Is $K[X]/(f)$ an algebraic extension?

Question

If $K$ a field and $f\in K[X]$ is irreducible, is $K[X]/(f)$ always algebraic? Those fields look strange to me. Indeed, for example, $\mathbb C=\mathbb R[X]/(X^2+1)$, but $\mathbb C$ are number whereas element of $\mathbb R[X]/(X^2+1)$ seem to be polynomials. So I'm a little bit perturbed.

So for my exercise, I have to show that if $x\in K[X]/(f)$ then there is a polynomial $g(T)\in K[X]/(f)[T]$ s.t. $g(x)=0$ right? How?

Answer 1

Yes, for $K$ a field and $f\in K[X]$ for irreducible then $K[X]/(f)$ is a field and this field is an algebraic extension of $K$.

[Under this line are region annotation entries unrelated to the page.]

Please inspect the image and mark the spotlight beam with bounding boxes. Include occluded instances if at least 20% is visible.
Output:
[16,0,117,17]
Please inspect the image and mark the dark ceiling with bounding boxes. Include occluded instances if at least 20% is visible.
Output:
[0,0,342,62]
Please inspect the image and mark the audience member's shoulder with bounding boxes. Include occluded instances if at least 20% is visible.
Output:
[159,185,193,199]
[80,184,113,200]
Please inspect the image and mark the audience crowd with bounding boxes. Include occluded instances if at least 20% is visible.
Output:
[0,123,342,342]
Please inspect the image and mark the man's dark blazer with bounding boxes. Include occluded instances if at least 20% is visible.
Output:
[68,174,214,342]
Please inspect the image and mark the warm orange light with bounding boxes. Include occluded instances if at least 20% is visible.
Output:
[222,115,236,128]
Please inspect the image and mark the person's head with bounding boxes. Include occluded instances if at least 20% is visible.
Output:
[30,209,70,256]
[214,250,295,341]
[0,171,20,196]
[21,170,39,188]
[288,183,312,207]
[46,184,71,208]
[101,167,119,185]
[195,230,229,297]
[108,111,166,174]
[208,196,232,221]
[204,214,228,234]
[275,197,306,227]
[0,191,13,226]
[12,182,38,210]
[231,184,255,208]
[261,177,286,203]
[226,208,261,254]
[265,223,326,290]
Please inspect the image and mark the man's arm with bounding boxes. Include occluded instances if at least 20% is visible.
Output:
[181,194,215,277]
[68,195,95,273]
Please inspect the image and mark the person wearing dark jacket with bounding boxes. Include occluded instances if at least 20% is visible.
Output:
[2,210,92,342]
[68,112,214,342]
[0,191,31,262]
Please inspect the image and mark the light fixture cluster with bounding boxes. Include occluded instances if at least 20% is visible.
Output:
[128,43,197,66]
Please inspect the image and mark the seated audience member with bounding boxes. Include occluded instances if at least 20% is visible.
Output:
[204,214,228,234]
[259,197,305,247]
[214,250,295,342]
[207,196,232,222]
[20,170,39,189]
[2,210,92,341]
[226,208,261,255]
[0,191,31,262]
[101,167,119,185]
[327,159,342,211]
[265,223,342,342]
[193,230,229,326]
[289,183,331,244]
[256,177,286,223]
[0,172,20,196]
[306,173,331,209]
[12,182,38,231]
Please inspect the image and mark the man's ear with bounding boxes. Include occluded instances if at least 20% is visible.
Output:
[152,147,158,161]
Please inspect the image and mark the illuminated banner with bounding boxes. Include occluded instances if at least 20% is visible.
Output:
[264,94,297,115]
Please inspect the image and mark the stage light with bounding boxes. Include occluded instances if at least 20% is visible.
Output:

For $\mathbb R[X]/(X^2+1)$ the elements are in fact equivalence classes (so sets) of polynomials. (Recall congruence modulo $n$, for a similar situation.) However, from each class/element you can chose one representative which has degree at most $1$ (for any polynomial consider the remainder on polynomial division by $X^2 + 1$), so the elements of this field are the classes of $a + bX$ with $a,b \in \mathbb{R}$, thus they are parametrized by pairs of real numbers. The correspondence to $\mathbb{C}$ is given by $a+ b X \mapsto a+bi$. It still needs to be shown that this is well-defined and compatible with the operations. To appreciate this informally note that $X^2$ divided by $X^2 +1$ leaves rest $-1$ so $X^2$ is (in the same class as ) $-1$.

More generally, the elements of $K[X]/(f)$ can be thought of polynomial expressions of degree at most $\deg (f) -1$. The "variable" in these polynomial expression is precisely a root of $f$.

Yes, to show that the extension field $K[X]/(f)$ is algebraic over $K$ what you have to do would be to show that for each element $A \in K[X]/(f)$ there is a polynomial $f \in K [T]$ such that $f(A)$.

To do this effectively you can note that that the class of $X$ is a root of $f$, essentially by definition. Then, note that the sum and product of algebraic numbers is algebraic and everything can be written via sums and products of the class of $X$ and elements of $K$.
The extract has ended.